Mo invited me to a meditation group this evening.
Good timing. I’d been wanting to see Mo, and I’ve also had a lot of noise in my head. Mo says she does too. Bizarre. I’m surprised whenever I hear an amazing woman I know who looks like she has it all together concede that she has a case of the crazies too.
The last two days, I’ve felt more peace for having written the letter to Steve. At least, it’s no longer a thing to do in my mind and having considered it enough, the doing is done, and I can close the door on that part of my life. I metaphorically mailed away all my expectations in that letter, and maybe now I will have a new perspective on Darrell. No matter, meditation sounded good. I have long wanted to be my own biggest cheerleader instead of critic number one.
We went to a home in Brier Creek, and in the basement, practiced breathing and meditation. Ravi the host introduced us to The Art of Living, and we meditated to an iPod mp3. Different than what I expected, which was forced silence for 30 minutes, just me and my thoughts. Terrifying.

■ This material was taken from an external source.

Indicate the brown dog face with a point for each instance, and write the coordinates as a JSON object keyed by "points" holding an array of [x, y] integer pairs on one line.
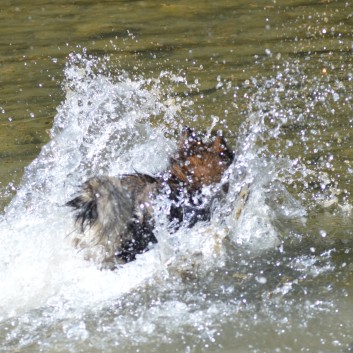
{"points": [[198, 162]]}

We practiced Bellows Breathing.
One surprise. The speaker on the meditation track said, “let your thoughts come and let them go.” I imagined we would be forcing ourselves to keep our minds clear. I found letting my thoughts come, it was also easier to let them go.
I can’t say I feel at peace but I am interested in trying meditation again. As our monk told us in Jeondeung Temple in Korea, we create our world with our mind. I believe that. I want to be more mindful and feel like I can control my thoughts. If I can do that, really, I think I can do anything.